I wanted to do a post on all the things work-related I’m thankful for – but there aren’t enough pixels to include them all. So, here are the top few.
Most of the people in the work comp industry are committed to doing the right thing. Whether it’s getting injured workers the best care possible along with their indemnity checks, paying good docs fast and well, or helping employers lower their costs and increase productivity, the folks who do the work (mostly) do it well and diligently.
I’d like to single out a few organizations, jobs, and people:
- Medical directors are a way under-appreciated force for good. Payers need to use them more effectively, elevate their importance and give them more responsibility.
- The workers in the trenches – case managers, adjusters, bill processors. You are the “sharp point of the spear”, where all those brilliant ideas from home office end up in your work flow along with every other to-do. How you manage we’ll never know.
- Research organizations – specifically CWCI and WCRI, and the leaders thereof. Rick Victor has remade WCRI into a more relevant, proactive, insight-delivering organization that uses social media quite effectively; his replacement at WCRI has enormous shoes to fill. CWCI’s Alex Swedlow is brilliantly effective; a great speaker, Alex and his team are able to get more relevant research done faster than humanly possible, and present it in a way that demands attention.
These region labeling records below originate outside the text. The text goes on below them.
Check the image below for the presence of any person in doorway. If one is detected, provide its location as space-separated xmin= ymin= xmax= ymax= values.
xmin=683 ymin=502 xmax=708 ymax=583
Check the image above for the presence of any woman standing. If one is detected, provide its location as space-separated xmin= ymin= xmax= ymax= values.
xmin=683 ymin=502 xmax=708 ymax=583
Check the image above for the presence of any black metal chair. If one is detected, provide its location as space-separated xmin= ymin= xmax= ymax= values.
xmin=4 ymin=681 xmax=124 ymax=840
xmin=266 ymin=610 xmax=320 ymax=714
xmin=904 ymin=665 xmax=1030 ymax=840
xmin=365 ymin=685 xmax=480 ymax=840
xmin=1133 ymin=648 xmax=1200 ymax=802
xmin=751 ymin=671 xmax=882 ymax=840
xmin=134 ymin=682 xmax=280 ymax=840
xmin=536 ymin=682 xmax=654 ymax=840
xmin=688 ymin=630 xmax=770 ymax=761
- Bob Wilson of workerscompensation.com. Bob’s coverage of Plotkin-Gate is one of the best examples of what social media can do and how effective it can be. We don’t agree on
muchanything politically, but we both agree Bob’s efforts have been a major force for good. Actually Bob probably thinks they’re even better than that…
- The American Insurance Association, and especially Bruce Wood and Leigh Ann Pusey. AIA’s leadership on critical issues, tireless advocacy, and commitment to doing the right thing for employers and injured workers has deeply impressed me. These are very good people.
- The new crop of entrepreneurs and the companies they are running are shaking up the industry, finding under-served or poorly-served niches and fighting for business. Whether run by newbies or veterans of other successful start-ups many of these new entrants are making a mark.
- The work comp PBM industry. Sure, I’m biased, as I run a trade group for PBMs – that also gives me a very good view into the business. There’s no other segment of the industry that has been as effective in its core responsibility – delivering the right medical care at the best price to the most injured workers. Across the industry customer service satisfaction is high, costs continue to decline, access continues to be a non-issue, and the quality of care improves with tighter controls on dangerous and inappropriate drugs.
- Finally, the 5706 subscribers to ManagedCareMatters.com. I deeply appreciate your readership, comments, views and contributions. Even when I don’t agree.
Enjoy the holiday. You’ve earned it!
6 thoughts on “Thanks for…”
Dear Joe; I am a retired Medical Director of Accident Fund Company in Michigan and I would agree wholeheartedly that Medical Directors should be held in higher esteem. They should be included in the CEO’s executive assitants staff to clarify medical issues that financial matters impact.
Joe, I’m sure many of the MCM subscribers share the sentiment of thanks to you for bringing attention to the more important issues of our industry. In particular your attention to Physician Dispensing inspires action and resulted in some victories.
We are thankful for you too Joe! Thanks for all your coverage of the workers’ compensation system and have a Happy Thanksgiving.
Group hug. Happy Thanksgiving Joe.
You are still wrong on opt out though. :-)
I wish we had taken a selfie in LV with you between Bob Wilson and me. I believe you referred to the moment as a thorn between two roses.
Happy Thanksgiving and keep up the good work!
Joe – I believe it was a “rose between two thorns”, but I’m getting old and my memory isn’t what it used to be – which wasn’t much!